The road back to school

Aug 08, 2017
By Adama Ndaw; Edited by Leanna Cappiello 

​“I said to myself that the only way for me to get there was to return to school in the village,” says Codou, 12.

Codou was a student at the village school but stopped primary studies because her parents could no longer afford school expenses. They decided to send her away to a neighbouring city to work as a maid in a desperate effort to replenish family finances.

“I was doing the cooking, washing, [and] cleaning…sometimes baby-sitting too. All the while, my employers were in their offices and their kids at school,” she says.

For a while, she worked instead of attending class. Eventually, the injustice was made known to World Vision.
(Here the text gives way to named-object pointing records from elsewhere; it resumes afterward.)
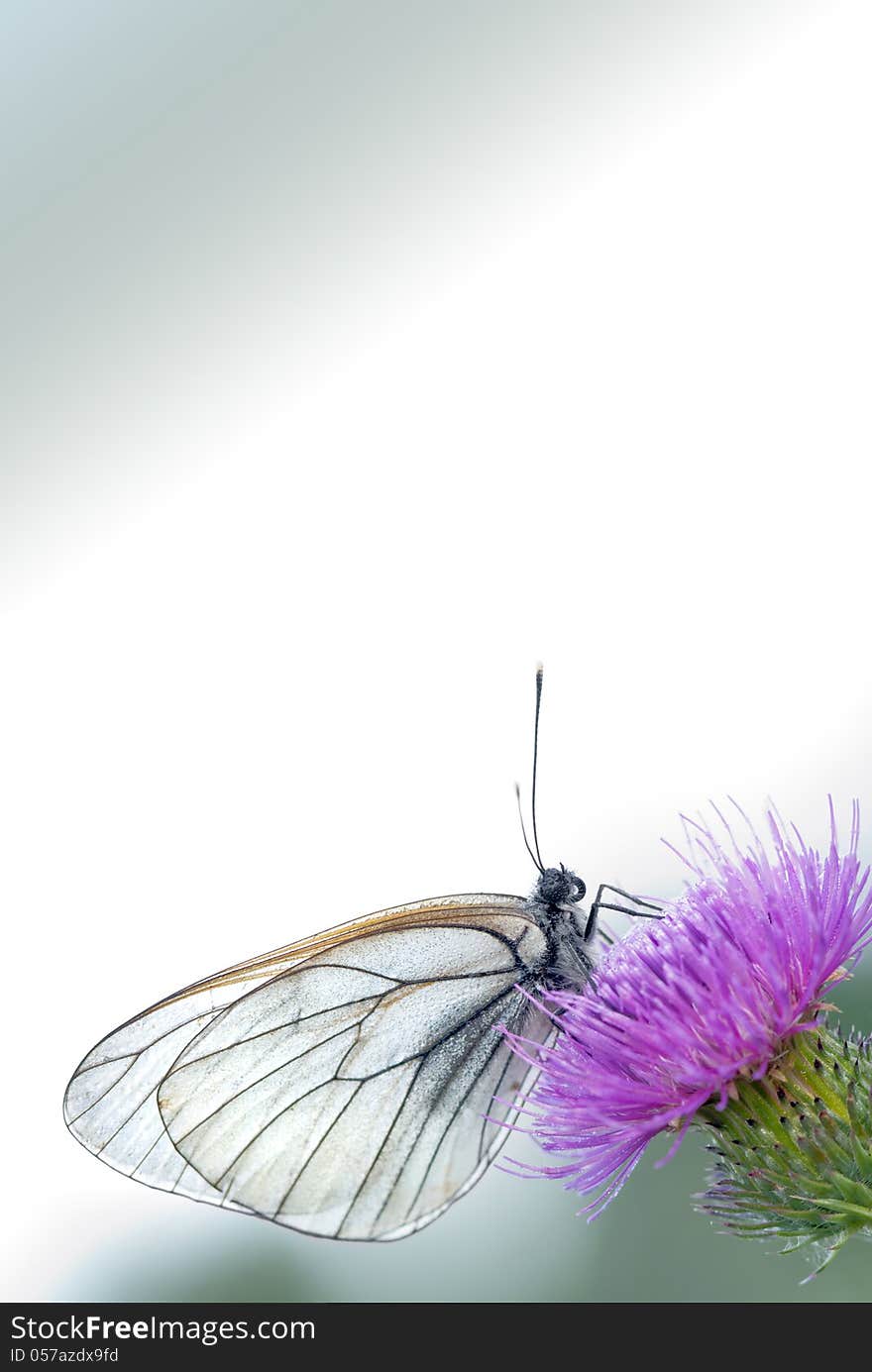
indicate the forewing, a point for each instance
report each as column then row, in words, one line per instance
column 338, row 1086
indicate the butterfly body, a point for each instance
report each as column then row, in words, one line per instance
column 353, row 1084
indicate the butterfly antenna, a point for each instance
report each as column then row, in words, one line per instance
column 538, row 701
column 523, row 830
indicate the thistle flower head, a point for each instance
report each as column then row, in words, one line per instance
column 693, row 1005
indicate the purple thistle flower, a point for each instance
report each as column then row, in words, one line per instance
column 688, row 1005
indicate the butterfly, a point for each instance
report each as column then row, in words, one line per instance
column 353, row 1084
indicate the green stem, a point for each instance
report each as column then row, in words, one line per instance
column 794, row 1150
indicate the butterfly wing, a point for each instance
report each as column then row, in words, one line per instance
column 338, row 1086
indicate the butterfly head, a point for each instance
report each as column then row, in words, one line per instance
column 559, row 887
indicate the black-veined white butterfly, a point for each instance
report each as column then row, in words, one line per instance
column 353, row 1084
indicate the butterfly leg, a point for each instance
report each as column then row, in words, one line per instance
column 648, row 911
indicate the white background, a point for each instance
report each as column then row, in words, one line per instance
column 573, row 368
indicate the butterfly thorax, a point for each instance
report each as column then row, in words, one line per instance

A project was launched to keep girls in school and make access to education easier.

Some parents were a bit reluctant in the beginning because, for them, the place for women wasn’t at school, but inside the house. But after a campaign to raise awareness, many came to understand that this way of thinking was oppressive and stifling to women and girls’ potential.

Meanwhile, the World Vision program also stepped in to finance and develop income-generating activities for two women’s groups in the village. Codou’s mother says, “When the project got underway, I received some funding to help me start bringing in some income and pave the way for her return to the village. Since then I have been managing to meet the needs of my kids at school.”
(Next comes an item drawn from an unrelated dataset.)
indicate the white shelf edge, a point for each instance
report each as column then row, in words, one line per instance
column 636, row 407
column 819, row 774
In addition, an advocacy plan was put together to reduce the number of drop-outs in the future. This plan will require energy to implement the material and share it with students and their parents.

Codou was finally able to resume her schooling and succeeded in her entry exams for secondary school, she obtained her first end of year diploma certificate.

Now a more confident version of herself, Codou has become an advocate for girls’ education. “These days it’s me who writes and reads letters at home and I help my little brother to do his homework. I am more useful to my community,” she says. “I would like to become a doctor, minister or president.”